In summary, this case illustrates the need for careful and thorough examination of patients presenting with neurologic dysfunction, with particular attention to features atypical for the initially suspected diagnosis. Electromyography is not performed routinely in the evaluation of suspected multiple sclerosis, and neither is lumbar puncture performed routinely at most centers in the evaluation of suspected motoneuron disease; thus careful clinical evaluation is absolutely necessary if concomitant disease is not to be overlooked. Over 80% of responders to this case, as of this writing, identified motoneuron disease or multiple sclerosis as likely diagnoses; however, only 12% of responders suggested the coexistence of both disorders.

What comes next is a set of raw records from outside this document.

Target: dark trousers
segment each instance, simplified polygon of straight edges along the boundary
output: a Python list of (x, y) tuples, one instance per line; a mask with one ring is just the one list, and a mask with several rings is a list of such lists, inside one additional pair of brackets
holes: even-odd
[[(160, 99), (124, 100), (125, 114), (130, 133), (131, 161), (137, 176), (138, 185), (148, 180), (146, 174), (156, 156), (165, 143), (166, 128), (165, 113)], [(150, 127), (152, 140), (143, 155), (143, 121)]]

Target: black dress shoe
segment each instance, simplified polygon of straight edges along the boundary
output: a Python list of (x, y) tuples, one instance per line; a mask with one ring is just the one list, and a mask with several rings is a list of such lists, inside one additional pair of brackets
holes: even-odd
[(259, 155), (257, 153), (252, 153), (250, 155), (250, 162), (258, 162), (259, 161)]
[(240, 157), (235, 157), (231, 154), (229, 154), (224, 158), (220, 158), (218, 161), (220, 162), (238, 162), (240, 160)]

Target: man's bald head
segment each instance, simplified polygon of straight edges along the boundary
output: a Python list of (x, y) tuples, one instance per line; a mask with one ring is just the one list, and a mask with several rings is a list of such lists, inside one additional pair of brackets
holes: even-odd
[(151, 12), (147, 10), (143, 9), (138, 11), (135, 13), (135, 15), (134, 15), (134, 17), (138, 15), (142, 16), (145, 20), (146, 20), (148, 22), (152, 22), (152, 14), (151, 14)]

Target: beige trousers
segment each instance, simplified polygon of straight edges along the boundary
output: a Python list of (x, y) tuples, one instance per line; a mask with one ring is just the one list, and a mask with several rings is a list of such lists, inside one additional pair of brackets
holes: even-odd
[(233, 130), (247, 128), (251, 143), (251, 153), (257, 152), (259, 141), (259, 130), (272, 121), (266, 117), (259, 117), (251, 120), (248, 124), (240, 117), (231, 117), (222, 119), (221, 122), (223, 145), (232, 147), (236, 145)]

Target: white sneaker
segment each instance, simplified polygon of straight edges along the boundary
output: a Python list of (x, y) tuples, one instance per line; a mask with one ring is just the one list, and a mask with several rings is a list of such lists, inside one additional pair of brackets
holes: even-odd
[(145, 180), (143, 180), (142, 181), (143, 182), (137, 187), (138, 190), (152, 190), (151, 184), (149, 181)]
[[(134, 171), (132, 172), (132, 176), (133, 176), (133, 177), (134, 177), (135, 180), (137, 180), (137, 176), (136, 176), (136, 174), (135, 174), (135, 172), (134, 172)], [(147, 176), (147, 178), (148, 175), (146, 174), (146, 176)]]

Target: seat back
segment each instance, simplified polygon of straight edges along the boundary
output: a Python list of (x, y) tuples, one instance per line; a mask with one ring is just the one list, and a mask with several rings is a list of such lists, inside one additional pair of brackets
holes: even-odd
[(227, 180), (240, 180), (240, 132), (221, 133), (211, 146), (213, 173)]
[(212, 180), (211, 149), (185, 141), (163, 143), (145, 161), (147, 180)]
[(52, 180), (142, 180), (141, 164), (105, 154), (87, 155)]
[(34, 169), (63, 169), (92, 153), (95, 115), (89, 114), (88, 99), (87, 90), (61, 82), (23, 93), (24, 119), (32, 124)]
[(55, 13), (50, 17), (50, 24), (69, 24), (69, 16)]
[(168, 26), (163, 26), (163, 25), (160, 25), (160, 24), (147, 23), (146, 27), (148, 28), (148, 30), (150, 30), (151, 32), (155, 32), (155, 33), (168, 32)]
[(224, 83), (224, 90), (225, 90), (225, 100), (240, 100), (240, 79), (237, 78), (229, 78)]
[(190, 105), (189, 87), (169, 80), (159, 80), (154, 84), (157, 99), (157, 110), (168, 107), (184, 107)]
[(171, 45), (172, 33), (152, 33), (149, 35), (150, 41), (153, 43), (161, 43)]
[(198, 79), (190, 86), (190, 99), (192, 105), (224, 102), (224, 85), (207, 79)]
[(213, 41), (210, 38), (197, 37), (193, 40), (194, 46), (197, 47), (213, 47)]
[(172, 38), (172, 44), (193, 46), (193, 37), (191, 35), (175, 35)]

This case also calls attention to the reality that even at the end of the millenium, both motoneuron disease (amyotrophic lateral sclerosis) and multiple sclerosis are clinically diagnosed as syndromes (identification of characteristic features, and exclusion of alternative causes), rather than by measuring biological markers unique to these diseases. Thus, without postmortem confirmation, diagnostic certainty for research purposes can generally be classified as no higher than "probable" whenever syndromes with potentially overlapping diagnostic criteria are believed to coexist in the same patient.

Shortly after her initial diagnostic evaluation, the patient was readmitted for percutaneous gastrostomy placement to manage her progressive dysphagia. She remains ambulatory with assistance, although her limb weakness has also progressed. Discussions regarding further management, including the possibility of empiric immunotherapy, are ongoing at this time.